通过out_of_line()函数来判断到底使用哪种方式。当弱引用该对象的指针数目小于等于WEAK_INLINE_COUNT时,使用定长数组inline_referrers;当弱引用该对象的指针数目大于WEAK_INLINE_COUNT时,会将定长数组中的元素转移到动态数组中,并且之后都是使用动态数组存储。
到这里,我们已经知道了弱引用表weak_table_t是一个hash结构的表,其Key是所指对象的地址,其Value是weak指针的地址(地址的值就是所指对象的地址)数组。接下来我们就看一下这个弱引用表是怎么维护这些数据的。
4、weak_register_no_lock函数添加弱引用
id
weak_register_no_lock(weak_table_t *weak_table, id referent_id,
id *referrer_id, bool crashIfDeallocating)
{
objc_object *referent = (objc_object *)referent_id;
objc_object **referrer = (objc_object **)referrer_id;
// 如果referent为nil 或 referent 采用了TaggedPointer计数方式,直接返回,不做任何操作
if (!referent || referent->isTaggedPointer()) return referent_id;
// 确保被引用的对象可用(没有在析构,同时应该支持weak引用)
bool deallocating;
if (!referent->ISA()->hasCustomRR()) {
deallocating = referent->rootIsDeallocating();
}
else {
BOOL (*allowsWeakReference)(objc_object *, SEL) =
(BOOL(*)(objc_object *, SEL))
object_getMethodImplementation((id)referent,
SEL_allowsWeakReference);
if ((IMP)allowsWeakReference == _objc_msgForward) {
return nil;
}
deallocating =
! (*allowsWeakReference)(referent, SEL_allowsWeakReference);
}
// 正在析构的对象,不能够被弱引用
if (deallocating) {
if (crashIfDeallocating) {
_objc_fatal("Cannot form weak reference to instance (%p) of "

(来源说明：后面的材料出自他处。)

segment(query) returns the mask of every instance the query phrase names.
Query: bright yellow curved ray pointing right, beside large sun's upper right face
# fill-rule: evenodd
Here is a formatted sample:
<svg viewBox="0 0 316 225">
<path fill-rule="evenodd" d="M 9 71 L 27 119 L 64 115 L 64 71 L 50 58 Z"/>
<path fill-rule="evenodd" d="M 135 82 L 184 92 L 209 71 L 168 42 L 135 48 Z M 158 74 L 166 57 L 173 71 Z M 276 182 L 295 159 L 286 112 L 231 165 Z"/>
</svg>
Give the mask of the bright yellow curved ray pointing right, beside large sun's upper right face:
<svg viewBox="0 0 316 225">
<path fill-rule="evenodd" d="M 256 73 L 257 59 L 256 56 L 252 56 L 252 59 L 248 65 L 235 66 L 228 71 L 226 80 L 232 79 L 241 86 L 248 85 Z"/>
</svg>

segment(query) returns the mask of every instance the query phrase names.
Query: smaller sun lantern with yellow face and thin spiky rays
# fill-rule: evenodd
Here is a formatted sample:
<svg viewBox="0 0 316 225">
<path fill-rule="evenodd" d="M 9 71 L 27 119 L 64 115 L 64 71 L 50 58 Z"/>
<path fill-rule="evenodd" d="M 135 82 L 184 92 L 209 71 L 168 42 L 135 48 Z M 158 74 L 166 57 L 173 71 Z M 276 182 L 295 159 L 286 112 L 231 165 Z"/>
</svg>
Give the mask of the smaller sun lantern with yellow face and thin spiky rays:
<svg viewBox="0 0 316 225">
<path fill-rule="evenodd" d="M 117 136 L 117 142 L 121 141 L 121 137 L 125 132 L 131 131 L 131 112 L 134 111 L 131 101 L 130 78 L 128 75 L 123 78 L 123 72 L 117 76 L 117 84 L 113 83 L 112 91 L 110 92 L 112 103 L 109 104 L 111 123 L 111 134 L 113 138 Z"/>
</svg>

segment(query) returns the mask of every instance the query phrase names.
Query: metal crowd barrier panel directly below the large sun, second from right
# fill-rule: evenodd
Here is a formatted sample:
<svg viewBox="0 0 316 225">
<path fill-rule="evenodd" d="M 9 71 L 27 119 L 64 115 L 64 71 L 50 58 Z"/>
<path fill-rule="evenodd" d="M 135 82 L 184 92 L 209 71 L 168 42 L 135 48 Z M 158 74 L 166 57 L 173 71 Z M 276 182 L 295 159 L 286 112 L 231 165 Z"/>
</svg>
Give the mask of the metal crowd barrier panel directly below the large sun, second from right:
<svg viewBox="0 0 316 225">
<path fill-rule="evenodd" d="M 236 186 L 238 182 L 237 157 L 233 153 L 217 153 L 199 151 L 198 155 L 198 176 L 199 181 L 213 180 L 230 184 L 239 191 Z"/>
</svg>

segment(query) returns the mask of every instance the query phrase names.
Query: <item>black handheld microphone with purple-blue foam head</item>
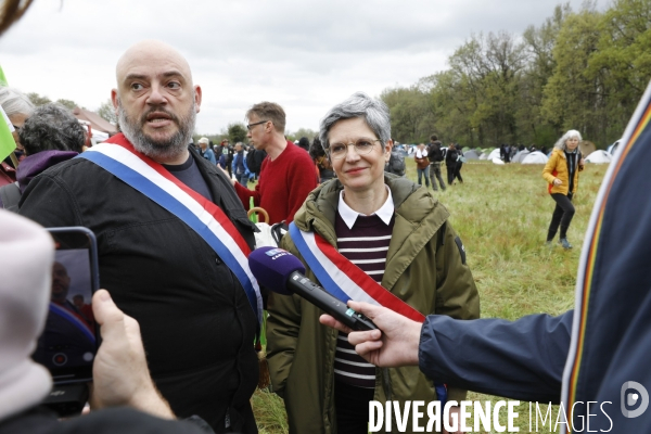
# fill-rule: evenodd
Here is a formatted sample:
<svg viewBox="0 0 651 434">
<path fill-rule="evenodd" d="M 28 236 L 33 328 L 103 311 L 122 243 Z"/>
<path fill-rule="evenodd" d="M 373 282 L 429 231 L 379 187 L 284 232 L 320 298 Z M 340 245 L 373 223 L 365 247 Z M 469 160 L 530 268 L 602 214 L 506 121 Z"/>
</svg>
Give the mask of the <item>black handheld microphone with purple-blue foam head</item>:
<svg viewBox="0 0 651 434">
<path fill-rule="evenodd" d="M 353 330 L 376 330 L 366 316 L 356 312 L 321 286 L 303 276 L 298 258 L 278 247 L 260 247 L 248 255 L 248 267 L 258 283 L 282 294 L 296 294 Z"/>
</svg>

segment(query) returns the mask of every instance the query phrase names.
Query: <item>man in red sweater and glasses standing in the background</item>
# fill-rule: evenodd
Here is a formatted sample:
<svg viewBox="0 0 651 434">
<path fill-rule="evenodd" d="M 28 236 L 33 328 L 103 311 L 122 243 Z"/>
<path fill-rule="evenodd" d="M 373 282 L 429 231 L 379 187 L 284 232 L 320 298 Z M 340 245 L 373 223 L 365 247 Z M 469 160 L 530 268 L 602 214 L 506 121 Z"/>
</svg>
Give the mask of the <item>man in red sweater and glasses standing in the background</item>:
<svg viewBox="0 0 651 434">
<path fill-rule="evenodd" d="M 244 208 L 250 197 L 255 206 L 269 213 L 269 225 L 294 219 L 307 194 L 317 188 L 318 179 L 309 154 L 284 138 L 285 113 L 272 102 L 260 102 L 246 112 L 248 142 L 267 152 L 255 190 L 234 180 L 238 196 Z"/>
</svg>

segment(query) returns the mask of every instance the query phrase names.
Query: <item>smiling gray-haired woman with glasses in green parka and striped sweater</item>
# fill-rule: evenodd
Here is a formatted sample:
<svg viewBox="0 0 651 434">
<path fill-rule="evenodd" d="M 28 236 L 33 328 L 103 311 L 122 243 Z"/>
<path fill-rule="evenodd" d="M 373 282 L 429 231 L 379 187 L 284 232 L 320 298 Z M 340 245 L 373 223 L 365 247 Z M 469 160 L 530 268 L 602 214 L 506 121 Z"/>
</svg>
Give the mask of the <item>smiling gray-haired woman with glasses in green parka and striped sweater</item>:
<svg viewBox="0 0 651 434">
<path fill-rule="evenodd" d="M 328 112 L 320 139 L 336 180 L 308 195 L 294 217 L 301 234 L 290 231 L 281 246 L 303 259 L 294 237 L 314 233 L 396 303 L 422 315 L 477 318 L 477 291 L 447 209 L 426 189 L 384 175 L 390 138 L 388 108 L 365 93 Z M 306 276 L 318 282 L 309 267 Z M 271 382 L 284 398 L 290 432 L 367 433 L 371 400 L 404 406 L 444 397 L 418 368 L 367 363 L 345 334 L 319 323 L 322 311 L 298 296 L 271 294 L 268 308 Z M 465 391 L 447 391 L 447 399 L 464 397 Z"/>
</svg>

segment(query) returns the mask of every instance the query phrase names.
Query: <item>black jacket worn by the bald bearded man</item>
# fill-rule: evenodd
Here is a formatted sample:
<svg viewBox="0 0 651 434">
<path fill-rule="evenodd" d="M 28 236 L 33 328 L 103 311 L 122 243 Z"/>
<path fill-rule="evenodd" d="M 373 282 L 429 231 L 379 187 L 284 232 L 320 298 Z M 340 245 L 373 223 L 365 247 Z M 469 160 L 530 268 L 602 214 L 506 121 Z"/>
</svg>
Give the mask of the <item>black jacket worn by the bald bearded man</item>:
<svg viewBox="0 0 651 434">
<path fill-rule="evenodd" d="M 215 203 L 250 245 L 253 226 L 227 177 L 190 148 Z M 20 214 L 98 239 L 101 286 L 140 323 L 152 376 L 180 418 L 215 432 L 257 432 L 256 317 L 234 275 L 179 218 L 94 163 L 74 158 L 35 178 Z"/>
</svg>

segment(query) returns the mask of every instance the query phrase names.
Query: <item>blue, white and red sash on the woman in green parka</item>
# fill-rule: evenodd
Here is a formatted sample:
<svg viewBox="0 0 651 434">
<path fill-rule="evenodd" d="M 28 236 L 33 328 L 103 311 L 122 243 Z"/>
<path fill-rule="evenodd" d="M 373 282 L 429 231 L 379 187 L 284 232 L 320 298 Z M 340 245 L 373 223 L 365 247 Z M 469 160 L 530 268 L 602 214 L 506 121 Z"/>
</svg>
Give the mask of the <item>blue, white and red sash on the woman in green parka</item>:
<svg viewBox="0 0 651 434">
<path fill-rule="evenodd" d="M 384 306 L 414 321 L 425 321 L 421 312 L 375 282 L 318 233 L 303 232 L 292 222 L 290 234 L 323 289 L 336 298 Z"/>
</svg>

"class %s. It is possible that this object was "
"over-released, or is in the process of deallocation.",
(void*)referent, object_getClassName((id)referent));
} else {
return nil;
}
}
// now remember it and where it is being stored
// 在 weak_table中找到referent对应的weak_entry,并将referrer加入到weak_entry中
weak_entry_t *entry;
if ((entry = weak_entry_for_referent(weak_table, referent))) { // 如果能找到weak_entry,则讲referrer插入到weak_entry中
append_referrer(entry, referrer); // 将referrer插入到weak_entry_t的引用数组中
}
else { // 如果找不到,就新建一个
weak_entry_t new_entry(referent, referrer);
weak_grow_maybe(weak_table);
weak_entry_insert(weak_table, &new_entry);
}
// Do not set *referrer. objc_storeWeak() requires that the
// value not change.
return referent_id;
}
weak_register_no_lock函数中需要传入4个参数:
从上面的源码中我们可以分析出,weak_register_no_lock函数中主要做了以下几件事情:
4.1 weak_entry_for_referent取元素
static weak_entry_t *
weak_entry_for_referent(weak_table_t *weak_table, objc_object *referent)
{
assert(referent);
weak_entry_t *weak_entries = weak_table->weak_entries;
if (!weak_entries) return nil;
size_t begin = hash_pointer(referent) & weak_table->mask; // 这里通过 & weak_table->mask的位操作,来确保index不会越界
size_t index = begin;
size_t hash_displacement = 0;
while (weak_table->weak_entries[index].referent != referent) {
index = (index+1) & weak_table->mask;
if (index == begin) bad_weak_table(weak_table->weak_entries); // 触发bad weak table crash
hash_displacement++;
if (hash_displacement > weak_table->max_hash_displacement) { // 当hash冲突超过了可能的max hash 冲突时,说明元素没有在hash表中,返回nil
return nil;
}
}
return &weak_table->weak_entries[index];
}
4.2 append_referrer添加元素
static void append_referrer(weak_entry_t *entry, objc_object **new_referrer)
{
if (! entry->out_of_line()) { // 如果weak_entry 尚未使用动态数组,走这里
// Try to insert inline.
for (size_t i = 0; i < WEAK_INLINE_COUNT; i++) {
if (entry->inline_referrers[i] == nil) {
entry->inline_referrers[i] = new_referrer;
return;
}
}
// 如果inline_referrers的位置已经存满了,则要转型为referrers,做动态数组。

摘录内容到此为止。